In February 2020 I finally found the only and real Dutch Cemetery in Bheemunipatnam. It is not the one that the Indian tourist agencies advertise. That in fact is the Dutch /Flagstaff cemetery on the Beach road that I documented last year (add link).
I had to visit the St Peters church and two other cemeteries. At the last one I showed a picture from my site to two boys with a motorcycle. They guided the driver who I booked for the day to the right place. One of the guys continues on his motor fetching a key from somewhere. The Dutch Cemetery has a sign board saying that it was operational from 1661 until 1826. It has been put up by the District Tourism Promotion Council of Vaisakhapatnam.

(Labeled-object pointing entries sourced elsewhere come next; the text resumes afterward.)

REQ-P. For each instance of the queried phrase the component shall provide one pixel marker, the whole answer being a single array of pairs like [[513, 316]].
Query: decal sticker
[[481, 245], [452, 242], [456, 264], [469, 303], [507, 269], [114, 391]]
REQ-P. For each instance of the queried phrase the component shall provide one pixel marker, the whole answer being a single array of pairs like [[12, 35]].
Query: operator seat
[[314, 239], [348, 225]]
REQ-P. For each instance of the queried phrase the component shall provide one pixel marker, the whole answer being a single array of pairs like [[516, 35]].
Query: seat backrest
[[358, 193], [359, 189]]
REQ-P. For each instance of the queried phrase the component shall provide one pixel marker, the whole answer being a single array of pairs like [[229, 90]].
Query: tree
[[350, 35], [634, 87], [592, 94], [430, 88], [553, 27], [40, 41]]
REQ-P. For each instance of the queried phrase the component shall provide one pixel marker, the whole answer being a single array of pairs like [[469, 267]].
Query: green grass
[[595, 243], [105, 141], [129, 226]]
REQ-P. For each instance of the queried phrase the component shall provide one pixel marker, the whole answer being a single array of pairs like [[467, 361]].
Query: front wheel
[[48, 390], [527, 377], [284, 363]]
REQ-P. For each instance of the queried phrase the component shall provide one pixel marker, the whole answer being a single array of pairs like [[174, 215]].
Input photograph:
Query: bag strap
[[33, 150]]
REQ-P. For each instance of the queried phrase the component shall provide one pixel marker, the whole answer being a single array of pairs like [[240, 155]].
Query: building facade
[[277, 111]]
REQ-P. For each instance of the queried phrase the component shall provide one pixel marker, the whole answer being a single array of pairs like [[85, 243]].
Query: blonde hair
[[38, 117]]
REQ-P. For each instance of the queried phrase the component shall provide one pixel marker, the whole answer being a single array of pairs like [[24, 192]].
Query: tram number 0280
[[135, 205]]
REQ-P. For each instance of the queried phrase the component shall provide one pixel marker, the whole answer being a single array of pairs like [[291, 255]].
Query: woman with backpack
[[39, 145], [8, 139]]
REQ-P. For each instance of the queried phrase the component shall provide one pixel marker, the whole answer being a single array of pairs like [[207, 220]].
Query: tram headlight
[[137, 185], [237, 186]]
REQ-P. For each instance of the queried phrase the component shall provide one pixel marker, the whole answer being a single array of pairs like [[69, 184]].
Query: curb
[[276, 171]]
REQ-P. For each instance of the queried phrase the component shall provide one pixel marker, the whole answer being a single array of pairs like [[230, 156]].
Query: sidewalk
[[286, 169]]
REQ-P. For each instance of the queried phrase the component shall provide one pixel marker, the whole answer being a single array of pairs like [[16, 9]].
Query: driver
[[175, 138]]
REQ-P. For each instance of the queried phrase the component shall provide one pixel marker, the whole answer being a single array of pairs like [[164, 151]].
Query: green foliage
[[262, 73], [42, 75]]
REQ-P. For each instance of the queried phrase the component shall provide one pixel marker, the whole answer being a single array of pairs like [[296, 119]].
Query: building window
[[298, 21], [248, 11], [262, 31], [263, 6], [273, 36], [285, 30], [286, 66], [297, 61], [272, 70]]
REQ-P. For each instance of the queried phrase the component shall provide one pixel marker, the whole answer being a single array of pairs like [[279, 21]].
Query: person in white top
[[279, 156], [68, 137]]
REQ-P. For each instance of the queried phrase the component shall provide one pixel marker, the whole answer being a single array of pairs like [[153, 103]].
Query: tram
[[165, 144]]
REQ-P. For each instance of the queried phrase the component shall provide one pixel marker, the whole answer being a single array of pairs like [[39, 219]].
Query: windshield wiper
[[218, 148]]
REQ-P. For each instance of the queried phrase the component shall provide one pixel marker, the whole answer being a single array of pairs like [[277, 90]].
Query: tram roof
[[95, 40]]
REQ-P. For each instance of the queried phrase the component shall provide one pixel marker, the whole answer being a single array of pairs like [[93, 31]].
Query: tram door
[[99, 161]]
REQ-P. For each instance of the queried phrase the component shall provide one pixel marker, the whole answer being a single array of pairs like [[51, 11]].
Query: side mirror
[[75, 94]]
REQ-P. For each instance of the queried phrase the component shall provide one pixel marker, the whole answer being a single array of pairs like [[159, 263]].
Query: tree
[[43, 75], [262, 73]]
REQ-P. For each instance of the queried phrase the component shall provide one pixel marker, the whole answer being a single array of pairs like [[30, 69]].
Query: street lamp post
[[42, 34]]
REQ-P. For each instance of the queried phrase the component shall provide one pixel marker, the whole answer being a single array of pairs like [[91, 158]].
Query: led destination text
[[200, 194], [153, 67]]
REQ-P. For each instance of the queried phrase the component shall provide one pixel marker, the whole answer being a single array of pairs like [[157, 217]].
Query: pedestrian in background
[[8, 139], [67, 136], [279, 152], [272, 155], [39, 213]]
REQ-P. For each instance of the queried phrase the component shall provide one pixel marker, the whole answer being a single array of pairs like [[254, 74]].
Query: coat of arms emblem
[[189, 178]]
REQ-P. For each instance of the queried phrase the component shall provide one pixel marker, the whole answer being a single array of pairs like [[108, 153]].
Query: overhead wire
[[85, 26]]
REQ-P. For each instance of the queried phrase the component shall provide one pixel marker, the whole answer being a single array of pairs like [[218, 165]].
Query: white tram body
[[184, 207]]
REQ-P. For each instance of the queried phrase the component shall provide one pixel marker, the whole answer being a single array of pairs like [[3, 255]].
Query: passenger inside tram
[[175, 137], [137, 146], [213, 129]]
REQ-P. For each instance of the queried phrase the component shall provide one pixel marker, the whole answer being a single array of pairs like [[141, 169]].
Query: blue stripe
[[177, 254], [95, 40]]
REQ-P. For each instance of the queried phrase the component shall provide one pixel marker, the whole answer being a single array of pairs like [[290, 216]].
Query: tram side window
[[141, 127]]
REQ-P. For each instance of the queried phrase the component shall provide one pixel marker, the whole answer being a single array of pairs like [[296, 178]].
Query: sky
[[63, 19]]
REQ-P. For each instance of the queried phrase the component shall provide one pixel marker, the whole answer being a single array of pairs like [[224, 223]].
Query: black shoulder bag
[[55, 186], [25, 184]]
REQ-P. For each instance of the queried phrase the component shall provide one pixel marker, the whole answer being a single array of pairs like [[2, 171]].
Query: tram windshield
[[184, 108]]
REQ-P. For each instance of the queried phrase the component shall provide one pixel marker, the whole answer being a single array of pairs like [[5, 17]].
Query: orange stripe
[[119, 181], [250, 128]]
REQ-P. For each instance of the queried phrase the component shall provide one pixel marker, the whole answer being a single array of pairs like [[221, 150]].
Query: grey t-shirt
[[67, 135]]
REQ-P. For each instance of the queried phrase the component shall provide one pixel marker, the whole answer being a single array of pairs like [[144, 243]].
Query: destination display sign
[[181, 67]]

It is since 1999 under protection as a declared monument under the Andhra Pradesh Ancient and Historical Monuments and Archeological Sites and remains Act of 1960. During the cause of the years the cemetery was buried under silt from the stream flowing from the hillock nearby and had been abandoned for years. The silt was found to be 4 1/2 feet above the original ground level.

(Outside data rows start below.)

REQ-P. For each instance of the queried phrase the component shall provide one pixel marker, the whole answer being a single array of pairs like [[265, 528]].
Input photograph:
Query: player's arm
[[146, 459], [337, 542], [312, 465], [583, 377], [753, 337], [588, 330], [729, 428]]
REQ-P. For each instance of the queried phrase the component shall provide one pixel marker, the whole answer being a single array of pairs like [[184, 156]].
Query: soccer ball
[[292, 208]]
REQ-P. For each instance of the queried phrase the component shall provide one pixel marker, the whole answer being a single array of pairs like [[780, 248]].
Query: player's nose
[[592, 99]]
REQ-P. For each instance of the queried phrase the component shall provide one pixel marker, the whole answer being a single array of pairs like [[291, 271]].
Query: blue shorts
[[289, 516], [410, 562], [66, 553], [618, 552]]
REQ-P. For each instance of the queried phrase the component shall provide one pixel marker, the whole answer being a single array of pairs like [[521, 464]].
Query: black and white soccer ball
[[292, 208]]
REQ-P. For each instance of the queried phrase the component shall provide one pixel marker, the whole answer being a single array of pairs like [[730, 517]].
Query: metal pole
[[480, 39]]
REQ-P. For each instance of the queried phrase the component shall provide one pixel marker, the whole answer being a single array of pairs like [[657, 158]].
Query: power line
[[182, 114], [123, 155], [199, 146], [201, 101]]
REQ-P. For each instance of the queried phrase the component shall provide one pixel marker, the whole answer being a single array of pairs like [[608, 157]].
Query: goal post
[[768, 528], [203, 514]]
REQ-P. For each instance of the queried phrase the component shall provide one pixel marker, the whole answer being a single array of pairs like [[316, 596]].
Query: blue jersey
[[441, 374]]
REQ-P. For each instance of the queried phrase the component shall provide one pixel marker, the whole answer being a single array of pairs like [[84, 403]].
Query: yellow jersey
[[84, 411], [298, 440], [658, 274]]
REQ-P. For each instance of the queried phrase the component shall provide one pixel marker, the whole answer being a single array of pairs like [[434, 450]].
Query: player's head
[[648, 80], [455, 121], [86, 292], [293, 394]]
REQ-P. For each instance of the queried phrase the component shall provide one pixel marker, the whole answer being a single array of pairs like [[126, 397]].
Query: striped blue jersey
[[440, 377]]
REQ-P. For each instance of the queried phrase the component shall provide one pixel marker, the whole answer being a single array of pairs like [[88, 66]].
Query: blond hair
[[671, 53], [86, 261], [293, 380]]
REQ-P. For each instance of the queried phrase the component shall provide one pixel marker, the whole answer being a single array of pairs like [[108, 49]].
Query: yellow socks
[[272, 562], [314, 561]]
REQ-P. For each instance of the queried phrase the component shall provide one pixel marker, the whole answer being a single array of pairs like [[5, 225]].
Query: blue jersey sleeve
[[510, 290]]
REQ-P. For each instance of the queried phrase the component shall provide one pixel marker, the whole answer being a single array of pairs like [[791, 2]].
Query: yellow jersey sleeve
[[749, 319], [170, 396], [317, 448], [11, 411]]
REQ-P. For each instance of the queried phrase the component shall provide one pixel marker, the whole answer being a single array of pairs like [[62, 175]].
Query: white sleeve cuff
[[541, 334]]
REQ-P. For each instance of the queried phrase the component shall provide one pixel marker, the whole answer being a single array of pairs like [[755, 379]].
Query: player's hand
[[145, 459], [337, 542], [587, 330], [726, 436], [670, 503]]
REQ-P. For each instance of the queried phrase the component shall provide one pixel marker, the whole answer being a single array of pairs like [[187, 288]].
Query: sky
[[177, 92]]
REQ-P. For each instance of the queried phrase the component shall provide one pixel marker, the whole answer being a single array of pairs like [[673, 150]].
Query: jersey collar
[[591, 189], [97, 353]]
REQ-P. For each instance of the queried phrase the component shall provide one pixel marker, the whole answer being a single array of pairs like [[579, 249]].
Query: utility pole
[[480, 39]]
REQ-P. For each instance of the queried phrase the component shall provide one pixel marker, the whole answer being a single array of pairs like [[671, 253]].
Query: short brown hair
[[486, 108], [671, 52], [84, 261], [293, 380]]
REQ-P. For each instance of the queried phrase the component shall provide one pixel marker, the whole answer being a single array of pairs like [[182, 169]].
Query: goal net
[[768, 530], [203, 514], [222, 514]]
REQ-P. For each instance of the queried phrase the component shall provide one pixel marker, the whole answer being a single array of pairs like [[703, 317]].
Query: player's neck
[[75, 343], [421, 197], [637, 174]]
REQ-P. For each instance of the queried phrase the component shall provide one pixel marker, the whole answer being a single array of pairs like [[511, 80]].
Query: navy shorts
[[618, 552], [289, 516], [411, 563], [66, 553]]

This cemetery was restored in 1995 by Samuel Roberts under the aegis of the St. Peter’s Church, Bheemunipatnam. The church where I started earlier today. And with aid from the British Association for Cemeteries in South Asia. This cemetery has 39 graves, of which 15 are with stone capping and inscriptions and incised inscriptions in Dutch. “The gravestones whisper to us from the past. Step quietly and respectfully among these graves; it is a memorial for those who have gone long before us”. That is exactly what I did while taking pictures.
Outside there is an information board from the Visakhapatnam District Tourist Promotion Board. It has the same text as on boards from the Archeological Survey of India: this is an archeological monument under law, don’t touch it, you’ll be punished. I hope this helps preserve this shared heritage that the Indian media seem to have forgotten.